Bug 14858 - [FO30] format-integer picture string
Summary: [FO30] format-integer picture string
Status: CLOSED FIXED
Alias: None
Product: XPath / XQuery / XSLT
Classification: Unclassified
Component: Functions and Operators 3.0 (show other bugs)
Version: Member-only Editors Drafts
Hardware: PC Windows NT
: P2 normal
Target Milestone: ---
Assignee: Michael Kay
QA Contact: Mailing list for public feedback on specs from XSL and XML Query WGs
URL: http://www.w3.org/XML/Group/qtspecs/s...
Whiteboard:
Keywords:
Depends on:
Blocks:
 
Reported: 2011-11-17 16:10 UTC by Tim Mills
Modified: 2012-05-18 15:26 UTC (History)
0 users

See Also:


Attachments

Description Tim Mills 2011-11-17 16:10:18 UTC
The specification states that:

"A picture consists of a primary format token, followed by an optional format modifier. If the picture is two or more characters in length and the final character is one of those permitted as a format modifier, then the primary format token consists of the entire picture except for its final character; otherwise the primary format token is the entire picture."

and that:

"The format modifier, if present, is one or more of the following, in any order:

    either c or o, optionally followed by a sequence of characters enclosed between parentheses, to indicate cardinal or ordinal numbering respectively, the default being cardinal numbering

    either a or t to indicate alphabetic or traditional numbering respectively, the default being 
Comment 1 Michael Kay 2011-11-28 23:34:10 UTC
I think it should say that the format modifier if present consists of a single character optionally followed by a sequence of characters starting with '(' and ending with ')' and not containing either '(' or ')'; and then  for 'final character' read, the last character in the string or the last character before the '('. Editorial work needed to find the right way to say this...
Comment 2 Michael Kay 2011-12-06 21:01:34 UTC
The WG encouraged the editor to specify the format of the picture by means of a formal grammar or regular expression. The following regular expression has been submitted for review by the WG, and is included in the status quo text on the presumption that it is OK:

^((\p{Nd}|#|[^\p{N}\p{L}])+?)(([co](\([^()]\))?)?[at]?)$

(this needs to be supplemented by additional prose rules, of course)
Comment 3 Michael Kay 2011-12-13 16:38:21 UTC
The last call draft of 13 December 2011 includes the a regular expression to define the picture string as given in comment #2, but unfortunately (as pointed out in subsequent email) this is incorrect: it works for the "decimal" form of picture string, but not for other forms such as A, I, or Ww.
Comment 4 Michael Kay 2012-01-19 11:13:04 UTC
I think the regex for the format modifier should be as follows: if the string ends with

(([co](\([^()]+\))?)?[at]?)

then this is taken as the format modifier. This differs from the published regex by the addition of the "+" quantifier. There may be better ways of expressing this (or paraphrasing it).

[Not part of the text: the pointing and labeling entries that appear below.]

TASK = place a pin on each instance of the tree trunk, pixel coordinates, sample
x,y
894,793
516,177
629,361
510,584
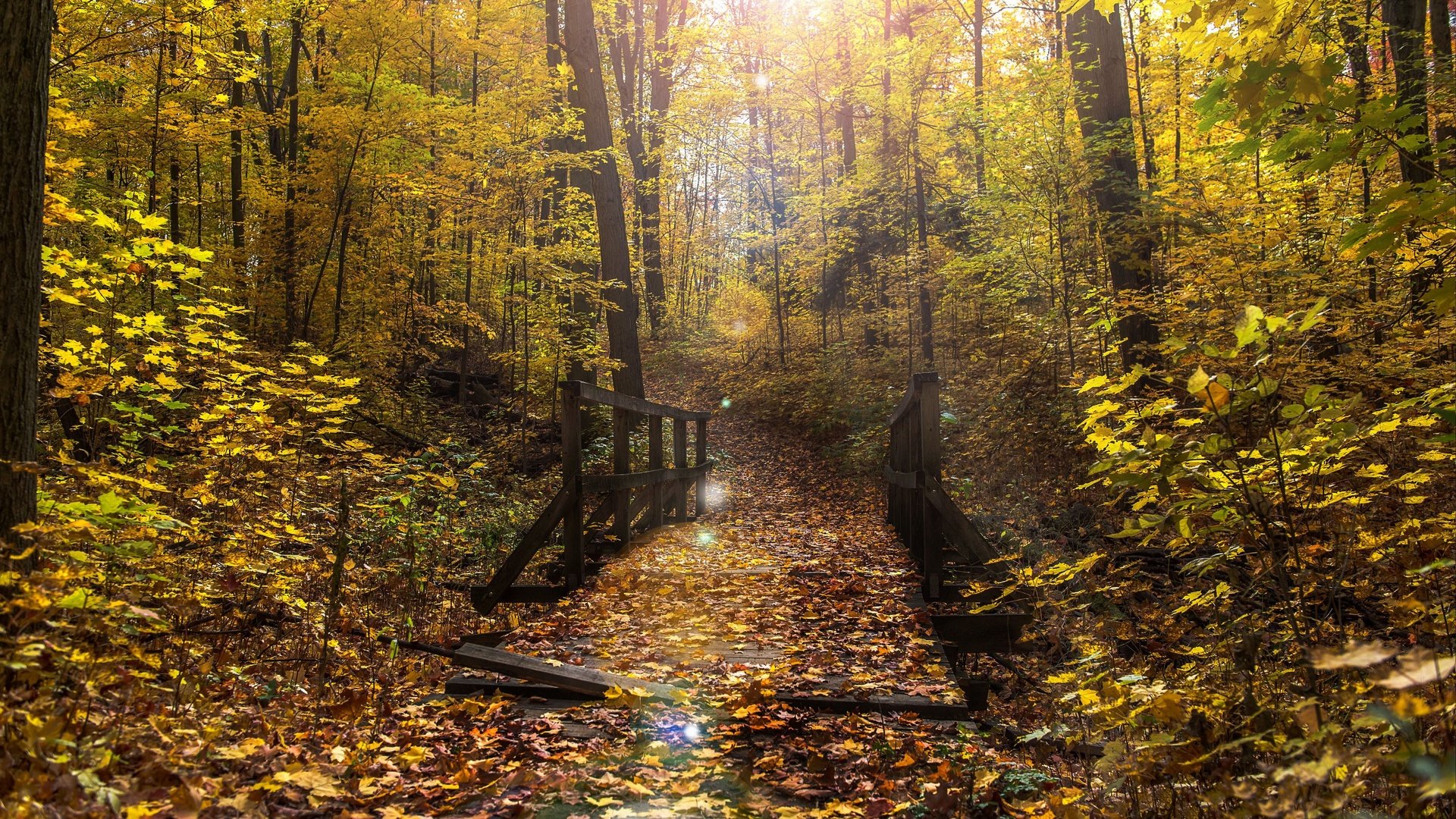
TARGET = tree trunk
x,y
1442,50
617,261
1104,110
650,196
979,91
1407,27
235,101
25,61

The regex for the first part of the picture is wrong. The part preceding the format modifier must either be a decimal digit pattern, which matches

((\p{Nd}|#|[^\p{N}\p{L}])+?)

or some other format token defined in the specification, which matches

(A|a|I|i|W|w|Ww)

or an implementation-defined format token, which I propose should be unrestricted except that it must not be empty.

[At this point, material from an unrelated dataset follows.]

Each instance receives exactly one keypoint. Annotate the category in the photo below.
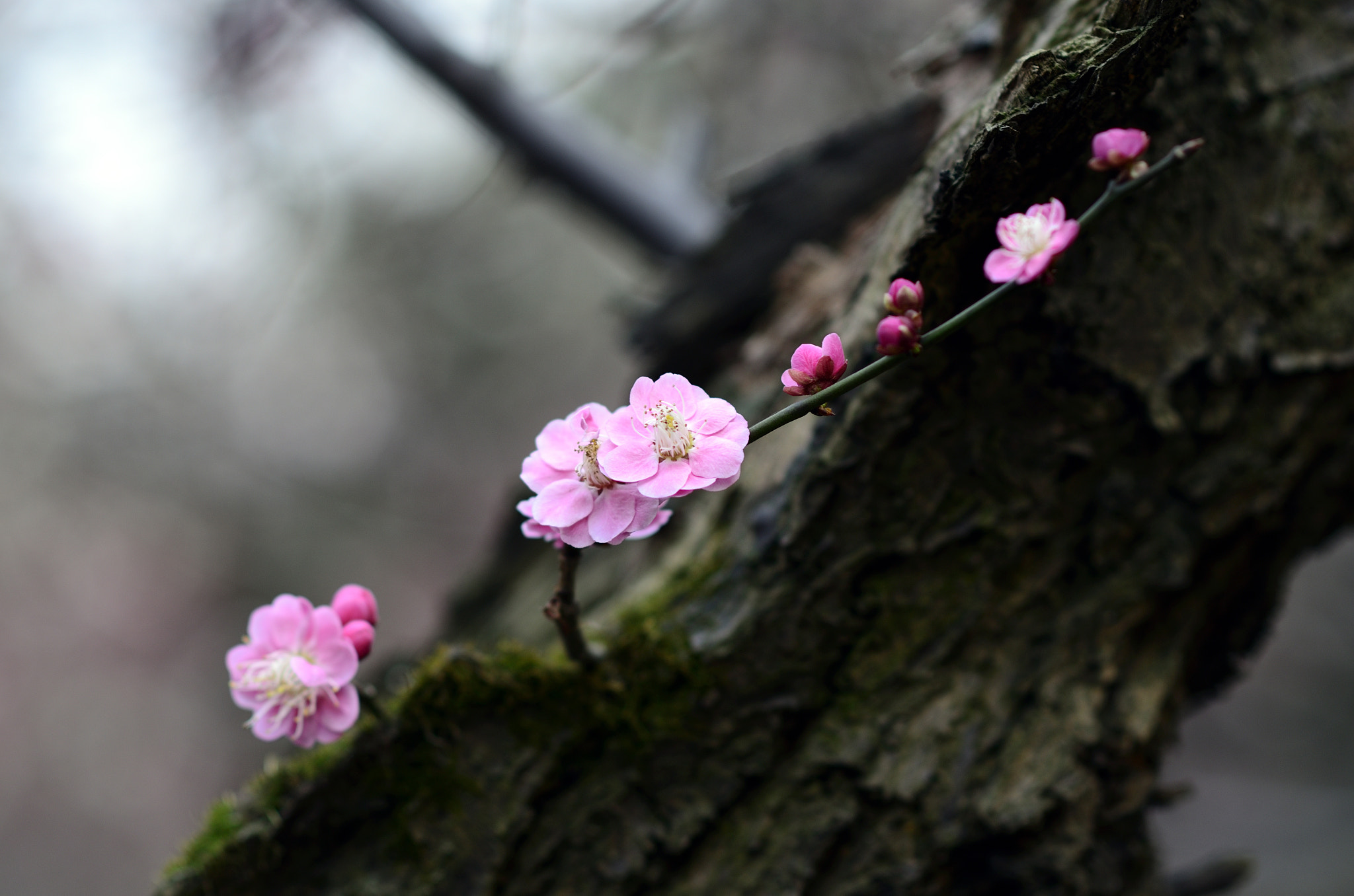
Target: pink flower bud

I think we should express this as follows.

(1) The value of $picture must match the regular expression ^ (.+) ( ([co]( \([^()]\))? )? [at]? )$ according to the rules of the matches() function with flags "xs". (This is not a severe restriction: only the zero-length string fails to match this pattern.)

(2) Following this match, the content of captured group 1 is referred to as the primary format token, and the content of captured group 2 is referred to as the format modifier. The semantics of the format modifier are covered by existing rules.

(3) The primary format token is classified as follows:

(3a) if it contains a decimal digit or "#" then it is taken as a decimal-digit-pattern and must follow the rules for decimal digit patterns (otherwise, error)

(3b) if it is one of (A|a|I|i|W|w|Ww) then it is handled as defined in the specification for that format token

(3c) otherwise, its meaning (if any) is implementation-defined; if the implementation does not attach any other meaning to the format token then it is handled in the same way as the primary format token "1" (Currently the spec says it must use a format token of "1", which discards the modifier: this is a change.)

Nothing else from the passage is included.